The tracker said supply chain improvements had helped every UK manufacturing sector, except household goods, record a weaker month-on-month rise in input prices in January.
The number of UK sectors monitored by the Tracker reporting rising output growth in January climbed to the highest number since October 2021.
Cost Inflation
However, businesses continued to face significant cost inflation, which translated into a record uptick in selling prices among service sector firms, the tracker revealed.
Concern over the Omicron variant and Plan B restrictions, which remained in place for the majority of January in England, hampered activity for consumer-facing businesses, Lloyds Bank revealed.
Tourism and recreation, which includes pubs, hotels, restaurants and leisure facilities, continued to see output contract for a second month in a row.
UK transportation, which includes airlines, hauliers and rail operators, fell for the first time in five months to register its weakest performance since August 2021.
Diverging trends
The tracker said higher wages, energy bills and transport costs were evident as drivers of inflation across the entire UK economy in January.

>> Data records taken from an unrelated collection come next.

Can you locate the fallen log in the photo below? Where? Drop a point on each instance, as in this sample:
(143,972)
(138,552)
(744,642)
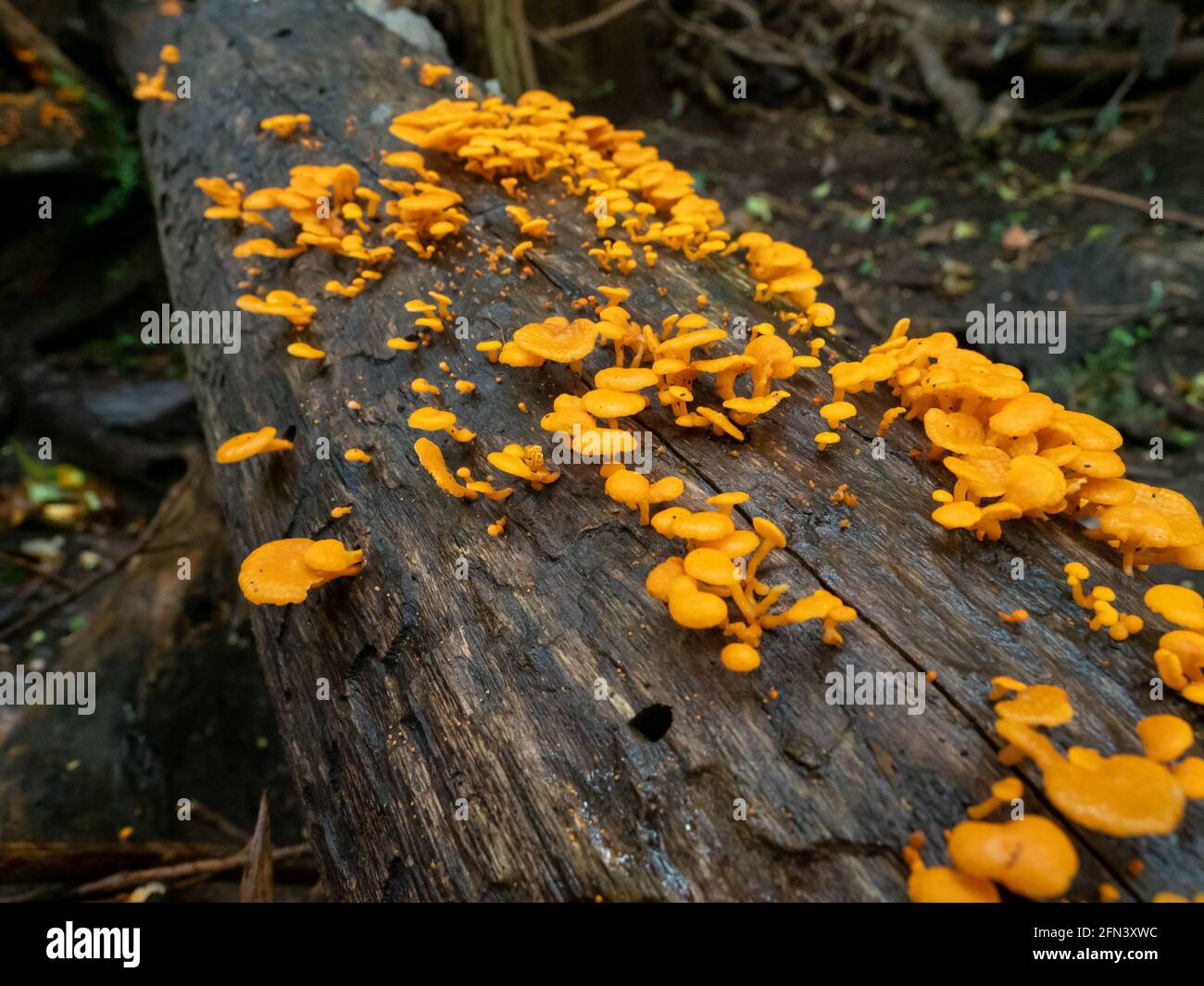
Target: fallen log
(482,693)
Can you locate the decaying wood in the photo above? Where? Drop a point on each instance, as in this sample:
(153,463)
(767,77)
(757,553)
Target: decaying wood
(484,689)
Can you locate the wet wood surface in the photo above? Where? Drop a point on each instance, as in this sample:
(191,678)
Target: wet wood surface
(483,689)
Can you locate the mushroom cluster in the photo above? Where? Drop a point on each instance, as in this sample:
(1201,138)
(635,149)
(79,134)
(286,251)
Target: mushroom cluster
(1015,452)
(1180,653)
(1122,794)
(1012,453)
(721,568)
(283,572)
(626,185)
(1099,601)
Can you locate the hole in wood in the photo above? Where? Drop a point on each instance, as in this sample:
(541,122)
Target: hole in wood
(653,721)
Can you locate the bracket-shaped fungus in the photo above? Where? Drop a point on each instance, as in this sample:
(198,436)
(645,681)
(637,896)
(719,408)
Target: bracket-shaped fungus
(283,572)
(1030,856)
(1121,794)
(251,443)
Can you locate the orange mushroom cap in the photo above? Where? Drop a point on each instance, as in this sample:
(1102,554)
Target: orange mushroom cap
(1178,604)
(1164,737)
(739,657)
(251,443)
(1030,856)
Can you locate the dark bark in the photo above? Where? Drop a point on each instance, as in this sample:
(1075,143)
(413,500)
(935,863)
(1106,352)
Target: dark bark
(484,689)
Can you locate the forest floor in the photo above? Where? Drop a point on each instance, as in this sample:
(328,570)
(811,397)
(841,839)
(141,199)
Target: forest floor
(961,229)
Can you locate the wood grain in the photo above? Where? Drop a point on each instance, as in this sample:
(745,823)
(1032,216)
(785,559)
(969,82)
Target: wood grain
(483,689)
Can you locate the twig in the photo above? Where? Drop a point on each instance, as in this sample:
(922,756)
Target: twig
(595,20)
(219,822)
(84,586)
(1133,201)
(958,95)
(135,878)
(257,876)
(781,53)
(34,569)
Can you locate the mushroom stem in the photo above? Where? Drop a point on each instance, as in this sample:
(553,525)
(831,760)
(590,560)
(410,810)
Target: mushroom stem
(771,597)
(831,634)
(1128,548)
(762,549)
(742,604)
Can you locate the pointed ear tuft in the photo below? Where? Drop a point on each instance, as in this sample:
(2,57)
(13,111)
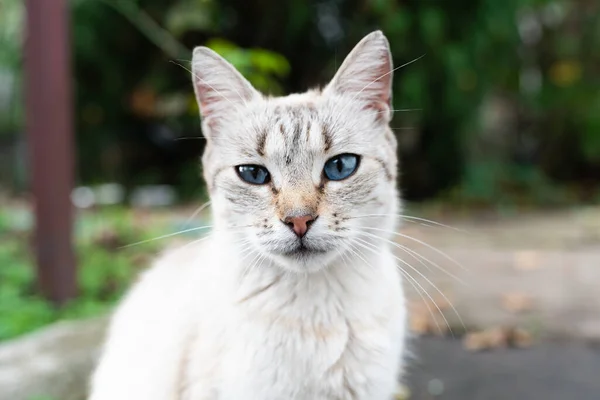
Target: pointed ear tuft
(220,88)
(366,74)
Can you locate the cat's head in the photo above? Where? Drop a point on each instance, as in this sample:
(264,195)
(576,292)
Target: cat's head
(305,178)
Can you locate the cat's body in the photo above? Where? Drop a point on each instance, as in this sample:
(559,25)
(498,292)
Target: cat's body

However, the latest Recovery Tracker pointed to diverging inflationary trends between manufacturers and services firms.
The UK Recovery Tracker pointed to further improvement in supply conditions in January, including private-sector material shortages falling to a ten-month low. These improvements helped every UK manufacturing sector, except household goods, to record a weaker month-on-month rise in input prices.
Although cost pressures remained intense, improved supply conditions helped UK manufacturers record the slowest rise in factory gate charges in eight months on the Tracker’s Prices Charged Index.
Increase in service sector input costs
By contrast, higher salary demands and energy prices contributed to the second-fastest increase in service sector input costs on record.
“An increase in the number of sectors reporting output growth in January is good news to start the year,” said Jeavon Lolay, head of economics and market insight at Lloyds Bank Commercial Banking.
The Lloyds Bank UK Recovery Tracker is compiled from responses to IHS Markit's UK manufacturing, services and construction PMI survey panels, covering more than 1,500 private sector companies.